Although it occurred back in February, the vote by Volkswagen (VW) workers not to unionize under the United Auto Workers (UAW) is worth a second look. It is becoming abundantly clear now that the vote stemmed from intimidation and threats aimed at the VW auto workers rather than from an inherent desire among auto workers not to unionize. GOP (Grand Old Party - Republicans) operatives, according to ABC News on February 9, implied that they would "punish" the VW company if it allowed workers to unionize, or even would shut the VW plant down altogether. Consequently, workers felt threatened by the prospect of losing their jobs altogether and voted not to unionize under the auspices of the United Auto Workers.
According to some observers, the UAW had weakened its own credibility by negotiating wages for beginning auto workers that are lower than are the wages for the same employees at VW. Allegedly UAW negotiators had promised not to take any actions that would result in VW losing its competitive edge. According to some, this credibility loss for the UAW may have been a contributing factor in the workers' decision not to unionize under the UAW umbrella.
One such worker, Mike Elk, told interviewers that while he was not "anti-union," he was "anti-UAW." Mike Jarvis, an anti-UAW VW employee, was able to sway the undecided by showing them a copy of the UAW's "neutrality deal" with VW in which the UAW promises not to interfere with VW's "competitive advantage." In that agreement, the UAW promises that future agreements with VW will entail considerations that include:
“...maintaining and where possible enhancing the cost advantages and other competitive advantages that VWGOA enjoys."

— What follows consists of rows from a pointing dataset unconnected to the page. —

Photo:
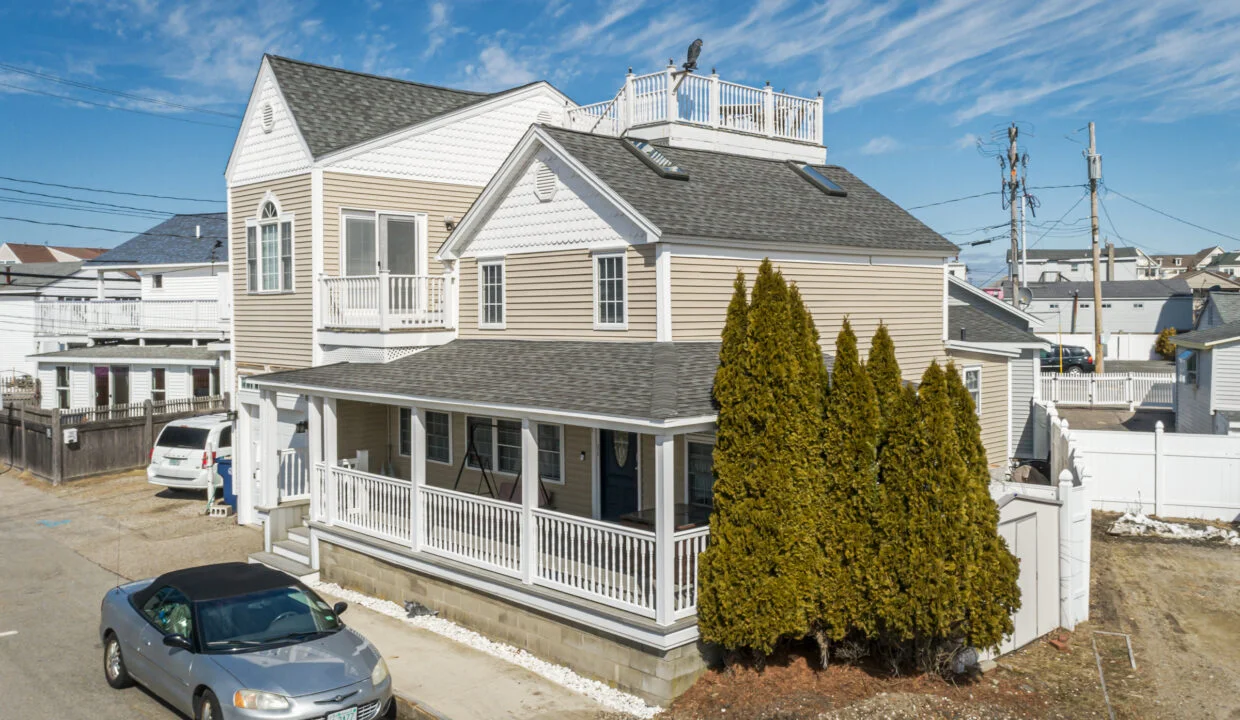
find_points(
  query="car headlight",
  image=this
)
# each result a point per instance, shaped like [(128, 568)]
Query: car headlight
[(259, 700), (380, 673)]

As part of the compromise agreement with the UAW, VW promised not to fight unionization per se; but the vote among workers at VW not to unionize under the UAW mitigated that agreement. In essence, the consummate result is that although VW has agreed not to oppose unionization "in principle," the VW workers nevertheless are not unionized under the UAW due to many factors: intimidation and threats from radical GOP activists, fear that the company will cease to exist if they unionize because of punishment from the GOP, and compromises from the UAW itself that appear to be too conciliatory to the majority of VW workers. The fact that beginning UAW workers make less than the non-union VW workers also played a significant role in the workers' votes.
In this commentator's opinion, the workers should have voted to unionize under the UAW despite the lower beginning wages and the UAW's appearance as being too conciliatory. All of these agreements between unions and employers are fluid, constantly changing and subjected to constant review and revision. If the workers had voted for UAW membership, they would have had a union. It may have been a union that needed a lot of changes and modifications in its manner of making agreements, but at least the workers would have had a union representing them and watching out for their interests. Right now the advantages of remaining non-union may be attractive, but it is highly doubtful that VW workers in the long run will be better off than comparable workers for other auto manufacturers who are under the UAW, even with its frailties.